# Lone Wolf or XOP?



## hoythunter1861 (Jul 29, 2018)

I’m looking at buying either the Lone Wolf system or the XOP system. I’ve had a Lone Wolf stand before coupled with Muddy sticks, but I didn’t like those. So looking at pros/cons of the sticks and also the stand for anyone that’s had both or the XOP since I have experience with the Lone Wolf alpha already.


----------



## spencer12 (Jul 29, 2018)

I have an XOP lock on as well as a lone wolf lock on.  I will buy another XOP when the need arises. Basically the same stands, from the original creator of the lone wolf.  XOP is made in America, LW is made overseas now.


----------



## hoythunter1861 (Jul 29, 2018)

spencer12 said:


> I have an XOP lock on as well as a lone wolf lock on.  I will buy another XOP when the need arises. Basically the same stands, from the original creator of the lone wolf.  XOP is made in America, LW is made overseas now.

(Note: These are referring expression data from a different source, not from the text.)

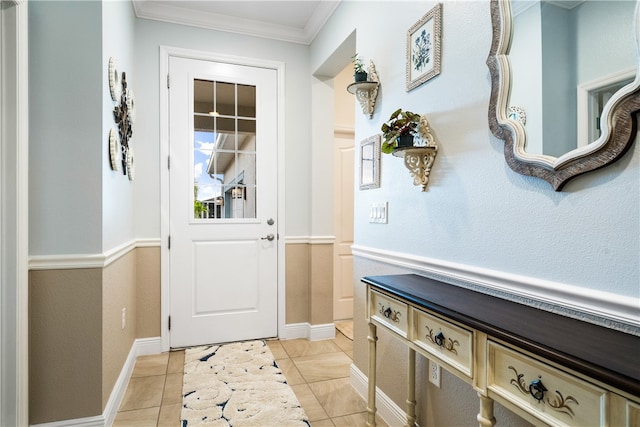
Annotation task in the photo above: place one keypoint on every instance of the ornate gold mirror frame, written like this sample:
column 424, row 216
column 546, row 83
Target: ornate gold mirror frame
column 619, row 120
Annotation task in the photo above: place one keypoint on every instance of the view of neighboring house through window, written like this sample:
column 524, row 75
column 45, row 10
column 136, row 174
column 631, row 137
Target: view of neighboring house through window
column 224, row 150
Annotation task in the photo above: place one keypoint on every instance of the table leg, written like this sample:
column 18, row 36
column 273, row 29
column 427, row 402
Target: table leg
column 411, row 389
column 371, row 402
column 485, row 417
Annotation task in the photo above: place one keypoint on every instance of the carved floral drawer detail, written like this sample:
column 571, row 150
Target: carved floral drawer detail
column 445, row 340
column 389, row 311
column 539, row 392
column 554, row 396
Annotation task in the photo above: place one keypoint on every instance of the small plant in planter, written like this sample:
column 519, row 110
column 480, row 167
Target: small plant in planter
column 400, row 126
column 360, row 75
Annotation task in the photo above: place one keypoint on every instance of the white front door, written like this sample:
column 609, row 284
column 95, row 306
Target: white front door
column 223, row 202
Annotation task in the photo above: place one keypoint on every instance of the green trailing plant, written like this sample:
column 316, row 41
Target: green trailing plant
column 358, row 65
column 199, row 208
column 399, row 123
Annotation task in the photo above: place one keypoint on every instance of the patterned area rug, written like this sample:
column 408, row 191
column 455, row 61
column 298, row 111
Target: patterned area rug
column 237, row 384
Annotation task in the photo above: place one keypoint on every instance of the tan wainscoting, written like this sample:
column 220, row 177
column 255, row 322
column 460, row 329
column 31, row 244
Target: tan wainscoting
column 77, row 344
column 309, row 282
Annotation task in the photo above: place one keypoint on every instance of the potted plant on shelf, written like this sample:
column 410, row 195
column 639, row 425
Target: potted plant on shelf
column 400, row 130
column 360, row 75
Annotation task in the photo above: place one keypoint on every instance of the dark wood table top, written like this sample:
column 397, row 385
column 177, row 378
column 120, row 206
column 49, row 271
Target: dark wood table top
column 604, row 354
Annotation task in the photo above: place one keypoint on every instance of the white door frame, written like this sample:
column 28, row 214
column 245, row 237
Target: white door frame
column 14, row 173
column 165, row 53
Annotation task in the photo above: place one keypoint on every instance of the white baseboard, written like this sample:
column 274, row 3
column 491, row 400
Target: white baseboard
column 390, row 413
column 141, row 347
column 305, row 330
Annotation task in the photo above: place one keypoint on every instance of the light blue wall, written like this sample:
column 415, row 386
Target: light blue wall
column 603, row 45
column 66, row 142
column 477, row 212
column 118, row 191
column 558, row 81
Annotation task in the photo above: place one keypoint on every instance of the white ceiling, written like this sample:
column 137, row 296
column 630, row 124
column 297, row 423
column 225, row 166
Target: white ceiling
column 290, row 20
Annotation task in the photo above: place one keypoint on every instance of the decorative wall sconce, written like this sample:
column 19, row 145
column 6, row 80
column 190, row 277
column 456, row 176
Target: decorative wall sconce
column 366, row 92
column 419, row 161
column 419, row 157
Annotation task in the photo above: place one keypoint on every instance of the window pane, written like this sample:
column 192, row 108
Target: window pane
column 224, row 150
column 226, row 98
column 246, row 101
column 202, row 96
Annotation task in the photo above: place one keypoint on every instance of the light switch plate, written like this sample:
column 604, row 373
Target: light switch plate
column 378, row 213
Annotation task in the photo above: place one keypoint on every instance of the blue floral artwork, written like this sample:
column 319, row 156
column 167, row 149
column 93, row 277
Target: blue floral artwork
column 423, row 48
column 421, row 53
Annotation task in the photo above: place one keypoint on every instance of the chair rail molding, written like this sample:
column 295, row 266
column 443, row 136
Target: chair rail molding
column 98, row 260
column 615, row 311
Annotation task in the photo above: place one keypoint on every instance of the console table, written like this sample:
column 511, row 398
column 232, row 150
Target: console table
column 543, row 366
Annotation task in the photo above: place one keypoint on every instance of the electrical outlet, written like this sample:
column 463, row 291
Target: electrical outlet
column 434, row 373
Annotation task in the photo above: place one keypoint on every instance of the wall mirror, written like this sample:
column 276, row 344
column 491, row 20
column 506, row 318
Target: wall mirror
column 370, row 162
column 565, row 87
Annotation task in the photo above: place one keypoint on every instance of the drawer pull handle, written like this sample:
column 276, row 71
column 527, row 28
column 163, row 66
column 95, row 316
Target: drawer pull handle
column 537, row 389
column 441, row 341
column 390, row 314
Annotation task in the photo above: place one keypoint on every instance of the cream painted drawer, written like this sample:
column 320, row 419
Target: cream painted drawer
column 561, row 399
column 389, row 311
column 633, row 414
column 451, row 343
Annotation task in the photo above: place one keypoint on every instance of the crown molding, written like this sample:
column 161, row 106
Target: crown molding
column 160, row 11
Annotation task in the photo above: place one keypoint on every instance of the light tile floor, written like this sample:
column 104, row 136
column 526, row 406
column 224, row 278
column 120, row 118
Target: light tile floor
column 317, row 371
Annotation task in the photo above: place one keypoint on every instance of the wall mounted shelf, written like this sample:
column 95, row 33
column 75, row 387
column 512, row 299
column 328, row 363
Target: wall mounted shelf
column 419, row 161
column 366, row 92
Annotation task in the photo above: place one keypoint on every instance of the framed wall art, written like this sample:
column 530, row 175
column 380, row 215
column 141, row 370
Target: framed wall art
column 424, row 48
column 370, row 162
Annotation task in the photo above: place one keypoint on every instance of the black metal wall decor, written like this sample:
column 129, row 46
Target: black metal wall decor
column 122, row 152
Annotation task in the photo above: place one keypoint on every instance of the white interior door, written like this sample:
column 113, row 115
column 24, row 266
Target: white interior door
column 343, row 160
column 223, row 202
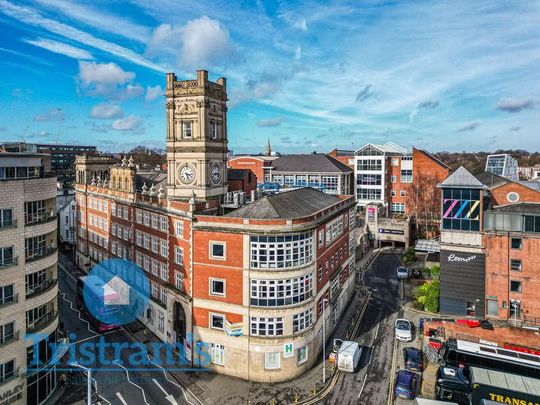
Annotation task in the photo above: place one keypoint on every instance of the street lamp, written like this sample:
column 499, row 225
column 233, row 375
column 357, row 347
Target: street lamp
column 324, row 341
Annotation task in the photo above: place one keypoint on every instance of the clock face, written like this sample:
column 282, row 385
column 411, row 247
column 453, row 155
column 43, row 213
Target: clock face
column 215, row 173
column 187, row 175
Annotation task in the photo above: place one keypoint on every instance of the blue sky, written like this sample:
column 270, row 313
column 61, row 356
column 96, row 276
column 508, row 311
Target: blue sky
column 448, row 75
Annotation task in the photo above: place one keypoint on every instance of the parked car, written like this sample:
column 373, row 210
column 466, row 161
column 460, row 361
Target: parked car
column 413, row 358
column 402, row 272
column 403, row 330
column 407, row 384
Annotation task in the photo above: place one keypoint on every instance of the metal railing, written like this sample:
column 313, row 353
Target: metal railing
column 39, row 253
column 8, row 224
column 45, row 286
column 33, row 219
column 12, row 261
column 42, row 322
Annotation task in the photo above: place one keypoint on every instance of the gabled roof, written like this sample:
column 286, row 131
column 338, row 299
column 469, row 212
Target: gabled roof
column 293, row 204
column 314, row 163
column 462, row 178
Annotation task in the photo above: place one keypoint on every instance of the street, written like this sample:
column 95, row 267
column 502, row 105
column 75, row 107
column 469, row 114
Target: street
column 376, row 335
column 148, row 385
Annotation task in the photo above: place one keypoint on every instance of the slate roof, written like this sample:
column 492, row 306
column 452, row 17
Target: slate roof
column 292, row 204
column 462, row 178
column 519, row 208
column 314, row 163
column 237, row 174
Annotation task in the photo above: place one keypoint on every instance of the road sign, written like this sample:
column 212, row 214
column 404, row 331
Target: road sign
column 288, row 350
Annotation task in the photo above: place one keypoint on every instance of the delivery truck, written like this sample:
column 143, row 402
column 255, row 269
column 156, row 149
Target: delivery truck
column 476, row 385
column 348, row 355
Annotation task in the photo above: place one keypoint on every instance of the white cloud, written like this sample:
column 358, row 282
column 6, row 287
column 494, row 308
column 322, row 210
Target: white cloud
column 31, row 17
column 106, row 111
column 54, row 114
column 131, row 123
column 61, row 48
column 153, row 92
column 200, row 43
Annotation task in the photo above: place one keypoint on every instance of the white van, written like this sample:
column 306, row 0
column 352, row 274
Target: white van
column 348, row 355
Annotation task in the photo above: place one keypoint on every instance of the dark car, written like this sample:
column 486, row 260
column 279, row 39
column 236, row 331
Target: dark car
column 407, row 384
column 412, row 358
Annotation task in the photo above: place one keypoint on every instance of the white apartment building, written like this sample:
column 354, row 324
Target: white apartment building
column 28, row 277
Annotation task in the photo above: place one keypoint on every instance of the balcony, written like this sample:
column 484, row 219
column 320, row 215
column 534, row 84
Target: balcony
column 13, row 299
column 42, row 322
column 9, row 262
column 9, row 224
column 36, row 290
column 40, row 253
column 5, row 340
column 33, row 219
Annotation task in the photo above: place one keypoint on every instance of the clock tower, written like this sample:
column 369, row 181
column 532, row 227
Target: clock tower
column 196, row 137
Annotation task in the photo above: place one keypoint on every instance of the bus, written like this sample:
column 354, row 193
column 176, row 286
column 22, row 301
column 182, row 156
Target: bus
column 91, row 287
column 456, row 352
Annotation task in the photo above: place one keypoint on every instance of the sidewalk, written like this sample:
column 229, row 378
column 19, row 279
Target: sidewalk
column 213, row 388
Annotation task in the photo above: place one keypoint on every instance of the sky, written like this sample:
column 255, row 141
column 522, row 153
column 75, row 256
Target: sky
column 306, row 75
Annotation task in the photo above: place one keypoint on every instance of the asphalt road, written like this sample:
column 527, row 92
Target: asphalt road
column 370, row 384
column 147, row 384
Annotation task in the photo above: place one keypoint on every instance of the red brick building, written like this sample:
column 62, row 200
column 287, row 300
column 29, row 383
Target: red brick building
column 251, row 282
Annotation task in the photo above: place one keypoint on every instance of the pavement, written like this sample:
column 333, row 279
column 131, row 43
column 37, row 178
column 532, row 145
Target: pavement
column 116, row 385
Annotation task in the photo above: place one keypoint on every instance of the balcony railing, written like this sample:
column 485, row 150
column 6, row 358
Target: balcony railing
column 8, row 262
column 12, row 299
column 38, row 289
column 42, row 322
column 39, row 253
column 8, row 224
column 33, row 219
column 7, row 339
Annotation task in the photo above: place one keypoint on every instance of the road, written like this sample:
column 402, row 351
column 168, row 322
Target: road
column 376, row 335
column 148, row 384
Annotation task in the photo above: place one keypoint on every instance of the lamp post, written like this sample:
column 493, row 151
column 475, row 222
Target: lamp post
column 324, row 340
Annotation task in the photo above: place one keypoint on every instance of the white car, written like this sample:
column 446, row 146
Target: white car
column 403, row 330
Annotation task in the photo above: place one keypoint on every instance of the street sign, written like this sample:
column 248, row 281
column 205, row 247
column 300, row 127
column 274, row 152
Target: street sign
column 288, row 350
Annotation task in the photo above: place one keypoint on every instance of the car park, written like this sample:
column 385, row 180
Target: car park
column 403, row 328
column 407, row 384
column 413, row 359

I saw both were made by the same creator. What about the sticks? Do you like the bracket mount better for the XOP?


----------



## spencer12 (Jul 29, 2018)

hoythunter1861 said:


> I saw both were made by the same creator. What about the sticks? Do you like the bracket mount better for the XOP?

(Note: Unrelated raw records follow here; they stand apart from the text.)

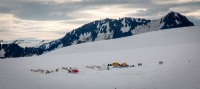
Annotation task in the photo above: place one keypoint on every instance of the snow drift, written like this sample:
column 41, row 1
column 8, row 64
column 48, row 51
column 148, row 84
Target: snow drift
column 178, row 48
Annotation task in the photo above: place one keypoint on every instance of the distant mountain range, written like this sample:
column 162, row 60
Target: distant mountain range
column 94, row 31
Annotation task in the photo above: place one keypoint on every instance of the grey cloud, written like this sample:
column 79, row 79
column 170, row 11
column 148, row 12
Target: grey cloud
column 46, row 10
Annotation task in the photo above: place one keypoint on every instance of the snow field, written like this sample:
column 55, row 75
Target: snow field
column 177, row 48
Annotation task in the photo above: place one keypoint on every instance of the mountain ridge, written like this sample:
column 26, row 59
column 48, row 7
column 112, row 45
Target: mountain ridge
column 103, row 30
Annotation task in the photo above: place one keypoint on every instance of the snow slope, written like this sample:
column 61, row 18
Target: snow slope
column 178, row 48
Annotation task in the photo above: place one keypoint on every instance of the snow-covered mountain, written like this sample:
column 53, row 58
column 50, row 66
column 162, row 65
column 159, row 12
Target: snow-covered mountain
column 101, row 30
column 178, row 48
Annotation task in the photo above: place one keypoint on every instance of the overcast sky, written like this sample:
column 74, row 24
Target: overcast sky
column 52, row 19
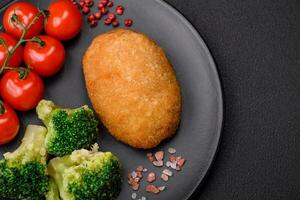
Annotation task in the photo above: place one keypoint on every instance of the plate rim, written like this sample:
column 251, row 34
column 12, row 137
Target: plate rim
column 220, row 91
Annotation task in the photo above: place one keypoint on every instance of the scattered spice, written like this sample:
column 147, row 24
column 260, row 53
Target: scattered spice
column 110, row 4
column 140, row 168
column 181, row 162
column 164, row 177
column 159, row 155
column 167, row 172
column 172, row 158
column 171, row 150
column 173, row 165
column 158, row 163
column 150, row 157
column 157, row 159
column 145, row 170
column 151, row 177
column 162, row 188
column 152, row 189
column 133, row 195
column 128, row 22
column 104, row 7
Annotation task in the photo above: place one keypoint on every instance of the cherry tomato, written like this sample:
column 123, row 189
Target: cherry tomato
column 21, row 94
column 25, row 12
column 46, row 59
column 16, row 59
column 9, row 123
column 64, row 21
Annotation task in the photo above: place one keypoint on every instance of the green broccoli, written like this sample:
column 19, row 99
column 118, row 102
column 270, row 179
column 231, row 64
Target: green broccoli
column 68, row 129
column 87, row 175
column 23, row 173
column 53, row 193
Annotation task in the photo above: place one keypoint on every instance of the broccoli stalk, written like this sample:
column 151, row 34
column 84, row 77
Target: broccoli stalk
column 87, row 175
column 68, row 129
column 53, row 193
column 23, row 173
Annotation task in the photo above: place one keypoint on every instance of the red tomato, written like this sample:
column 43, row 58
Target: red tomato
column 16, row 59
column 9, row 124
column 64, row 21
column 21, row 94
column 46, row 60
column 26, row 12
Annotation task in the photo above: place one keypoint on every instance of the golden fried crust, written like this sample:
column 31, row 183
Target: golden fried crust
column 133, row 88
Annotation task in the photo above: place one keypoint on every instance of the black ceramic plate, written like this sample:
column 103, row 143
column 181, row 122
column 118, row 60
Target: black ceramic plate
column 199, row 133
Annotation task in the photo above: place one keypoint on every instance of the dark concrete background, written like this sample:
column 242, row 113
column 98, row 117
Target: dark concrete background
column 256, row 45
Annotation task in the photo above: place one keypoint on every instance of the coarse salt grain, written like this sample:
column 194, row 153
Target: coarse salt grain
column 133, row 174
column 159, row 155
column 167, row 172
column 140, row 168
column 168, row 164
column 152, row 189
column 173, row 165
column 134, row 195
column 158, row 163
column 151, row 177
column 171, row 150
column 164, row 177
column 162, row 188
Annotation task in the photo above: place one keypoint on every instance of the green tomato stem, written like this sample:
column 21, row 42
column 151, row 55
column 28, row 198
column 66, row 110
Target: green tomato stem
column 15, row 19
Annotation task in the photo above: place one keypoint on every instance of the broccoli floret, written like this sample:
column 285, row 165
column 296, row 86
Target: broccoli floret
column 53, row 193
column 68, row 129
column 23, row 173
column 87, row 175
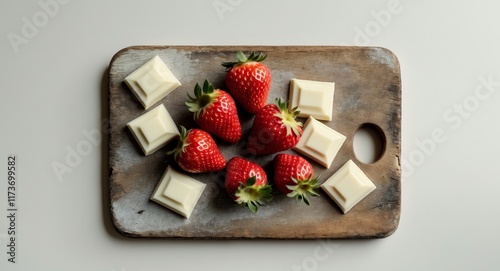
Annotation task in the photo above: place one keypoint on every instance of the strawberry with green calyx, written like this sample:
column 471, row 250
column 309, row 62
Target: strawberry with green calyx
column 197, row 152
column 215, row 112
column 294, row 177
column 249, row 80
column 274, row 129
column 246, row 183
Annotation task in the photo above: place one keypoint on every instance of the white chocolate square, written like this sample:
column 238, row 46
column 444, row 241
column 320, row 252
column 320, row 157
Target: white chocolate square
column 152, row 82
column 319, row 142
column 178, row 192
column 154, row 129
column 312, row 98
column 348, row 186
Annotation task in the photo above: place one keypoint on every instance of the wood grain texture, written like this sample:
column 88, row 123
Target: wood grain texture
column 367, row 90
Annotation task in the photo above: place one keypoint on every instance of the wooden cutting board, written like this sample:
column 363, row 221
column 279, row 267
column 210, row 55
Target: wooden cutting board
column 367, row 90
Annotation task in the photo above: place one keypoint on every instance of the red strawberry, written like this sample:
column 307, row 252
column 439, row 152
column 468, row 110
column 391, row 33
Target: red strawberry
column 197, row 152
column 293, row 176
column 246, row 183
column 248, row 80
column 215, row 112
column 274, row 129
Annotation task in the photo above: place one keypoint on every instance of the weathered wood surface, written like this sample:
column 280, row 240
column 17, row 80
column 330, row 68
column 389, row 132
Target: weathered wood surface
column 367, row 90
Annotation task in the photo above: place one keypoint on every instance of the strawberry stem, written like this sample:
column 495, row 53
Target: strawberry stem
column 252, row 196
column 204, row 97
column 242, row 59
column 303, row 188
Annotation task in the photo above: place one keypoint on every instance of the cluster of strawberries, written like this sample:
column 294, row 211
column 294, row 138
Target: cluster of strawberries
column 274, row 129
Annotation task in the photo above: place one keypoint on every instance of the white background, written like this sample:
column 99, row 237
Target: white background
column 51, row 86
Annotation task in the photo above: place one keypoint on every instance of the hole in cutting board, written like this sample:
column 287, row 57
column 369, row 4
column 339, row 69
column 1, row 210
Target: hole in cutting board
column 369, row 143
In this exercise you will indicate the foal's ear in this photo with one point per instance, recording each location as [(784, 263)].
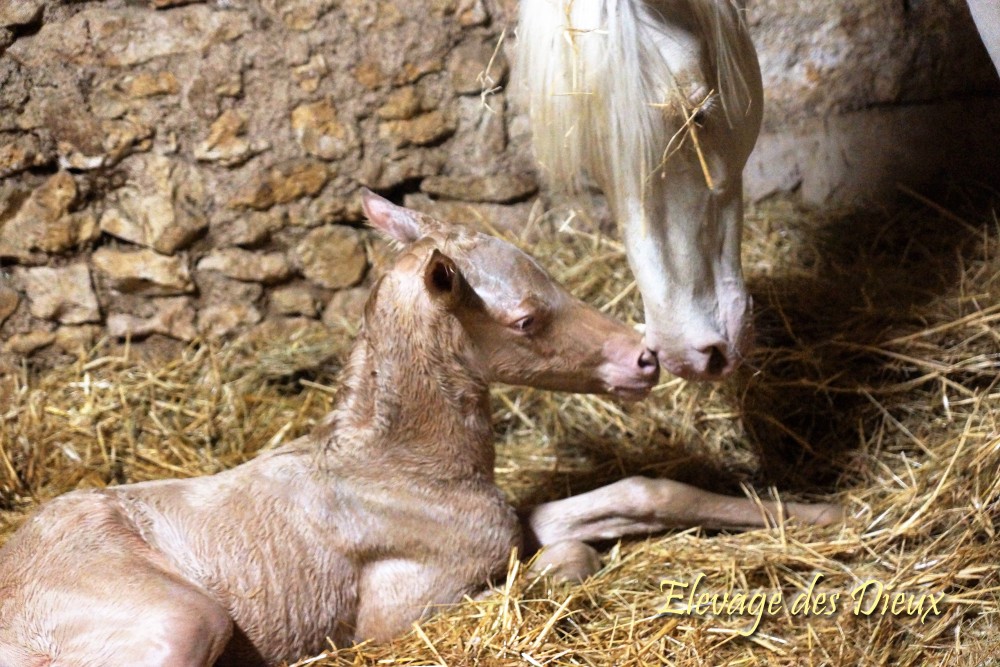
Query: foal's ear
[(442, 279), (395, 222)]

Never used the sticks, as for the mounting bracket, if you are referring to the quick connect bracket I don't use it.  I use the two straps that come with it and will add a ratchet strap around the middle if necessary. If you mean the leveling bracket than yes I love it on the XOP.  

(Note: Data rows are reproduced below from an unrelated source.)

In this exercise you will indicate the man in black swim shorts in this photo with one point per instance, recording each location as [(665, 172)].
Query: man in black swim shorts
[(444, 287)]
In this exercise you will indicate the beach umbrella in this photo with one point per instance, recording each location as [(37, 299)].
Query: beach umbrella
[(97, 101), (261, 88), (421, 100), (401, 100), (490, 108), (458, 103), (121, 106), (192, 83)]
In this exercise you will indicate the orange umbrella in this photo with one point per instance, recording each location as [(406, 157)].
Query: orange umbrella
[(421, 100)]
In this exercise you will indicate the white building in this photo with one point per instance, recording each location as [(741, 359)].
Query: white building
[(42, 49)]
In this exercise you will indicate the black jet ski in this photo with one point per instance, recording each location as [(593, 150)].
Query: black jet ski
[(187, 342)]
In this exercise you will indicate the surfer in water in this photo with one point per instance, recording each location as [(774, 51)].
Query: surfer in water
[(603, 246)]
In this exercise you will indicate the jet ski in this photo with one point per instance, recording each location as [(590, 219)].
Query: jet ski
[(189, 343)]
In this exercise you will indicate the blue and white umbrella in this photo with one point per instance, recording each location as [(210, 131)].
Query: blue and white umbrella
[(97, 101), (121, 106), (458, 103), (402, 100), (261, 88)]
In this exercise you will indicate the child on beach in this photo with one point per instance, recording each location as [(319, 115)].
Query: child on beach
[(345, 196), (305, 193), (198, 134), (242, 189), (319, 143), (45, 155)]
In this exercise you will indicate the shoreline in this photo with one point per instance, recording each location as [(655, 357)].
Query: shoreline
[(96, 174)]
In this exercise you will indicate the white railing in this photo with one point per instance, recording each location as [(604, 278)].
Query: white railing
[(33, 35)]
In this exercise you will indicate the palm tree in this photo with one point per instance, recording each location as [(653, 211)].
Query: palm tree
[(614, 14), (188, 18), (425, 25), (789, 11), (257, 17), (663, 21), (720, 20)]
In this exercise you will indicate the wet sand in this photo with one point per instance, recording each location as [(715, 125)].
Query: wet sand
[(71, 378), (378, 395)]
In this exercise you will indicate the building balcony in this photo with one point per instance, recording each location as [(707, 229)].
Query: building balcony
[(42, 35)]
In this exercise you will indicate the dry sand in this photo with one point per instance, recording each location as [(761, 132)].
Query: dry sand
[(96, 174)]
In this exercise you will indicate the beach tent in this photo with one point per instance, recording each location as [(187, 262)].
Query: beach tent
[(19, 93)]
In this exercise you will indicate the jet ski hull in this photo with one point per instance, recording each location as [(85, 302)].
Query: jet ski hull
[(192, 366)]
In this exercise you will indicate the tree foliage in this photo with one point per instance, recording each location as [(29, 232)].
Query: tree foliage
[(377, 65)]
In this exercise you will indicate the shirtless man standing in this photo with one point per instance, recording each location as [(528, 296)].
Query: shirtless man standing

The two stands I have are the XOP Air Raid and the Lone wolf Alpha? (can't remember exactly) They are the "medium" sized hang ons. The only noticeable difference is the XOP seems to be slightly heavier.  The same LW is 12lbs and the XOP is 12.5lbs.  However, I have yet to find a stand with the same amount of room that is anywhere near as light as either of them.


----------



## JSnake (Jul 30, 2018)

I don't think you can go wrong with either. I use a LW with a combo of LW and Hawk helium sticks. I like the versabutton on the LW sticks but I like the double steps of the helium sticks as my first stick on the tree and my last stick transitioning to the stand. I don't have any experience with the XOP sticks.


----------



## spencer12 (Jul 30, 2018)

Honestly can't go wrong with either of them. Never used the sticks but a lot of folks rave about the LW sticks.


----------



## wks41 (Aug 3, 2018)

Millennium m60 or m7 with the hawk helium sticks.  I’ve got a LW hand climber and it’s great but you can’t beat the comfort of a milliennium. The m60 is super comfortable and the m7 is only 8lbs. It’s a small stand but comfortable from just testing it.  I’ll let you know on the 8th how it hunts


----------



## hoythunter1861 (Aug 6, 2018)

wks41 said:


> Millennium m60 or m7 with the hawk helium sticks.  I’ve got a LW hand climber and it’s great but you can’t beat the comfort of a milliennium. The m60 is super comfortable and the m7 is only 8lbs. It’s a small stand but comfortable from just testing it.  I’ll let you know on the 8th how it hunts


I’ll be interested how it does. I used to have an M100 and it was to large and bulky for a run and gun set up. So I had traded it with someone for the Lone Wolf I had.


----------



## J Gilbert (Aug 6, 2018)

I'll be using an XOP Air Raid and Hawk Helium sticks this year, stand should be here this afternoon- ordered through Bean Outdoors on AT, $185 shipped, which is cheaper than anywhere I've found online and no sales tax.


----------



## Long Cut (Aug 13, 2018)

Whatever you get, add a Lone Wolf Bat Wing bracket instead of the factory “V” bracket. Bites those gnarly trees and cams over A LOT better. 

Think they’re $15 bucks


----------



## ACE34 (Aug 17, 2018)

I have a Lone Wolf Alpha and just recently purchased a XOP Vanish. Spend the extra money and get the Lone Wolf!  I haven't hunted out of it yet but it looks cheaply built and the footsteps bent the first time I put weight on them. I believe LONE WOLF is built in the USA. Do the rope modifications on the Lone Wolf sticks with either of the Lone Wolf stands and you won't be disappointed IMHO!


----------